This Tender Offer Statement on Schedule TO (this “Schedule TO”) relates to the offer by Ruby Acquisition Corporation, a Delaware corporation (“Purchaser”), and Darden Restaurants, Inc., a Florida corporation (“Parent”), to purchase any and all of the issued and outstanding shares of common stock, par value $0.01 per share, of Ruth’s Hospitality Group, Inc., a Delaware corporation (the “Company” and such shares, the “Shares”), at a price of $21.50 per Share, without interest, net to the seller in cash, less any applicable withholding taxes, upon the terms and subject to the conditions described in the Offer to Purchase, dated May 16, 2023 (together with any amendments or supplements thereto, the “Offer to Purchase”), and in the accompanying Letter of Transmittal (together with any amendments or supplements thereto, the “Letter of Transmittal” and, together with the Offer to Purchase, the “Offer”), which are annexed to and filed with this Schedule TO as Exhibits (a)(1)(A) and (a)(1)(B), respectively. Purchaser is an indirect, wholly owned subsidiary of Parent. This Schedule TO is being filed on behalf of Parent and Purchaser. Unless otherwise indicated, references to sections in this Schedule TO are references to sections of the Offer to Purchase. A copy of the Agreement and Plan of Merger, dated as of May 2, 2023, by and among the Company, Parent and Purchaser is attached as Exhibit (d)(1) hereto and incorporated herein by reference with respect to Items 4 through 11 of this Schedule TO.

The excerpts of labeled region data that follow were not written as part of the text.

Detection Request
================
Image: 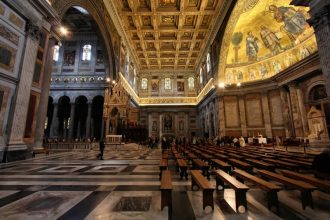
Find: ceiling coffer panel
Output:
[114,0,226,70]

ITEM 1. | SUMMARY TERM SHEET. |
The information set forth in the section of the Offer to Purchase titled “Summary Term Sheet” is incorporated herein by reference.
ITEM 2. | SUBJECT COMPANY INFORMATION. |
(a) The subject company and the issuer of the securities subject to the Offer is Ruth’s Hospitality Group, Inc. Its principal executive office is located at 1030 W. Canton Avenue, Suite 100, Winter Park, Florida 32789 and its telephone number is (407) 333-7440.
(b) This Schedule TO relates to the Shares. According to the Company, as of the close of business on May 15, 2023, there were (i) 32,119,114 Shares issued and outstanding; (ii) 114,344 Shares subject to issuance pursuant to outstanding restricted stock units granted pursuant to the Company’s 2005 Long-Term Equity Incentive Plan and the Company’s 2018 Omnibus Incentive Plan (together, the “Plans”); (iii) 338,019 Shares subject to issuance pursuant to outstanding performance share units and outstanding market stock units granted pursuant to the Plans; (iv) 655,760 Shares of restricted stock granted pursuant to the Plans; and (v) 3,395 Shares subject to issuance pursuant to outstanding deferred stock units granted pursuant to the Company’s Director Deferred Compensation Plan.
(c) The information concerning the principal market in which the Shares are traded and certain high and low sales prices for the Shares in the principal market in which the Shares are traded set forth in Section 6 — “Price Range of Shares; Dividends” of the Offer to Purchase is incorporated herein by reference.
ITEM 3. | IDENTITY AND BACKGROUND OF FILING PERSON. |
(a)—(c) The filing companies of this Schedule TO are (i) Parent and (ii) Purchaser. The information set forth in Section 8 — “Certain Information Concerning Parent, Purchaser and Certain Related Parties” and Schedule I of the Offer to Purchase is incorporated herein by reference.
ITEM 4. | TERMS OF THE TRANSACTION. |
(a) The information set forth in the Offer to Purchase is incorporated herein by reference.